Harmonic Current Problem

This is one of my favorite topics and have been involved for many years. The point to remember is that in Beemans, it says that while harmonic currents are theoretically possible, there is no reason to be concerned about them. That book was written sometime around 1950 or earlier. I am not sure. However, the point made is important. A harmonic problem doesn't exist until you have one. At that time we didn't have many power electronic devices.

What this means, is that harmonic currents are always present because of all the non-linear loads we apply to each and every power system, but only when the magnitude of current distortion is adequate to develop voltage distortion do we develop potential problems. However, if the current is adequate in the 5th harmonic, that negative sequence current may result in excessive heating in transformers or generators. Hence the K-factor rated transformers.

Third harmonic current is particularly nasty because it is in phase and will add arithmetically in the neutral of a three phase system. This also includes all 'Triplen' harmonics. We have switch mode power supplies everywhere. Since these all operate on the peak of the voltage waveform with a positive and negative current pulse, they generate a lot of 3rd harmonic current. I have measured many systems where the neutral current magnitude exceeds the current carrying capacity of the neutral conductor and results in significant heating. Hence the need for doubling the neutral in many installations.

Odd harmonics, 5th, 7th, 11th, 13th, etc are all generated where variable frequency or DC drives are present using a 6 pulse rectifier. Hence the design of the clean power drives that use 12 or 18 pulses. The harmonic generated will be the number of pulses + and - 1. The lower the harmonic order, the larger the current unless the system has capacitance that provides system resonance at some specific higher frequency.

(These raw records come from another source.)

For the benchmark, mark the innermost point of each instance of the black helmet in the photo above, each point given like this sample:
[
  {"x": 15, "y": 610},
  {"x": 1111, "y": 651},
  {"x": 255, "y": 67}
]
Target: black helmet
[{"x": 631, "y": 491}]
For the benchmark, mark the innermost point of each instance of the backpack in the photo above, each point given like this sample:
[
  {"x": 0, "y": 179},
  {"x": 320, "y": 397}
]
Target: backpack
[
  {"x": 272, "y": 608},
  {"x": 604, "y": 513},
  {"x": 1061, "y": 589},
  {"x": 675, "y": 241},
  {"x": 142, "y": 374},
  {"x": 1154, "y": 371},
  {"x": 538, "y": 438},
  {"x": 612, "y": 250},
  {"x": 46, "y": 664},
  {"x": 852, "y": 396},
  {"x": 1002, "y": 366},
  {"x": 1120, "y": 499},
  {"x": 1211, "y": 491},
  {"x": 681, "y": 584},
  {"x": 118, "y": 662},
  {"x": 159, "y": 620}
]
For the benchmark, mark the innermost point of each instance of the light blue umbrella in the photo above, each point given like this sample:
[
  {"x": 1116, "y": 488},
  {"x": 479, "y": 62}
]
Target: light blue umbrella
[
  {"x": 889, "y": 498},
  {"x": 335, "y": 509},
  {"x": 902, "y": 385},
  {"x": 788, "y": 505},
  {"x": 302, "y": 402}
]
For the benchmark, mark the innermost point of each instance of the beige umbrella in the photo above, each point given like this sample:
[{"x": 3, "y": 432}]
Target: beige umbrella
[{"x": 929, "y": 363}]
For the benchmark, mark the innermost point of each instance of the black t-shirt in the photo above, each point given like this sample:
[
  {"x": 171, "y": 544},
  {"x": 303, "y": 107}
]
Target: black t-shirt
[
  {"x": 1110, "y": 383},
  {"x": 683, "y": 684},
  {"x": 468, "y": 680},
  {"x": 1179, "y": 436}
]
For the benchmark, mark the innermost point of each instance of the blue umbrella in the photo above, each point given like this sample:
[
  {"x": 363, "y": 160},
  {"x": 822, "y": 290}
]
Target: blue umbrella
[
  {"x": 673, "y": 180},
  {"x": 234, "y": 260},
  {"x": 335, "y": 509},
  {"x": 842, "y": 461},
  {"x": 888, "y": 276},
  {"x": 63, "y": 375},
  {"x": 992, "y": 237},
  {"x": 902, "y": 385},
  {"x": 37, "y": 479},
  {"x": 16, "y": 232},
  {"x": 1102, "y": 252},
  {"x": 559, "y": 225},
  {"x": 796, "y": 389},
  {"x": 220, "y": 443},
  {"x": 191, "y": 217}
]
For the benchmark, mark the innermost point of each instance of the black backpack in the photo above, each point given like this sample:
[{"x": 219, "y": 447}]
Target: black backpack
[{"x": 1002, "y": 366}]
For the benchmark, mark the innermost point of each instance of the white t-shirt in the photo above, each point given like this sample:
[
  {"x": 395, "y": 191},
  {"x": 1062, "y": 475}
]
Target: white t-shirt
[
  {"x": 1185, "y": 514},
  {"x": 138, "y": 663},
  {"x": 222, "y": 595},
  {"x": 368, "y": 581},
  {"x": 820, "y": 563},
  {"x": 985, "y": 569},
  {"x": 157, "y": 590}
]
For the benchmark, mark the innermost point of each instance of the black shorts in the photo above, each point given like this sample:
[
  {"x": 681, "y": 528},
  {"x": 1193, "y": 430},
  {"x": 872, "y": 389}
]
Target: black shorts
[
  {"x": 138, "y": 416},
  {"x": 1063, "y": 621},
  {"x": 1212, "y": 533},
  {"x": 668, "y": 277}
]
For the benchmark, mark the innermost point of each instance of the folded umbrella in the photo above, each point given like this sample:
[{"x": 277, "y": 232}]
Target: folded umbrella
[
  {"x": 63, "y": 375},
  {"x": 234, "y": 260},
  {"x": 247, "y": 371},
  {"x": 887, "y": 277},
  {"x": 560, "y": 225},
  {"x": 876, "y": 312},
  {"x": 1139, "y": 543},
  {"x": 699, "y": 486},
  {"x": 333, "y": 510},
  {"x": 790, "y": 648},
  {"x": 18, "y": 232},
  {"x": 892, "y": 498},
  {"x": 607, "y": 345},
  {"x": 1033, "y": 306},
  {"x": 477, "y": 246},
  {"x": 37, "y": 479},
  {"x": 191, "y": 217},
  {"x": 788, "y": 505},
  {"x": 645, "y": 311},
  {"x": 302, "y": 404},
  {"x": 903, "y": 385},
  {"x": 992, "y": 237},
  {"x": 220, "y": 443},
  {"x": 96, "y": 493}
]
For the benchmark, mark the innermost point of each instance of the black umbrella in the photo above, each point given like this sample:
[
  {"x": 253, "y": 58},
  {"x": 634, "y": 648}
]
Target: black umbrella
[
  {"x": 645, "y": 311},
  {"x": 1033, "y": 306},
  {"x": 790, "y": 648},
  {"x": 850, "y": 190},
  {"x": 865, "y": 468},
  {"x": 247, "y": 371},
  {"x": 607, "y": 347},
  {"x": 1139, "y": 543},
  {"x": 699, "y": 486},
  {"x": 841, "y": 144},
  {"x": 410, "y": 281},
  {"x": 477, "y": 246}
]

The process of mitigating harmonic issues can be very complex. It entire depends upon what the problem is and what the desired result is. For example, I visited a facility that used large current source inverters in their process. The drives were at the 480V side of some 2500Kva transformers. The problem was that the facility used 4160V distribution throughout the entire operation. The harmonic current distortion was large enough to create a voltage distortion at 4160V. This resulted in voltage distortion at loads where no non-linear equipment was applied and this equipment was malfunctioning. The customer chose not to solve this problem due to the likely cost at the time, but we examined filters at 4160V or replacing the drives with 18 pulse units. Both very expensive and the filters are always a concern because applying multiple filter banks rises concerns over de-tuning when system configuration changes. A third alternative is to install an expensive electronic device called an Active Filter. This device injects harmonic current into the system 180 degrees out of phase with the system harmonic loads. Thus, the upstream source sees no distortion at all. Very effective, but becomes very expensive as it increases in size.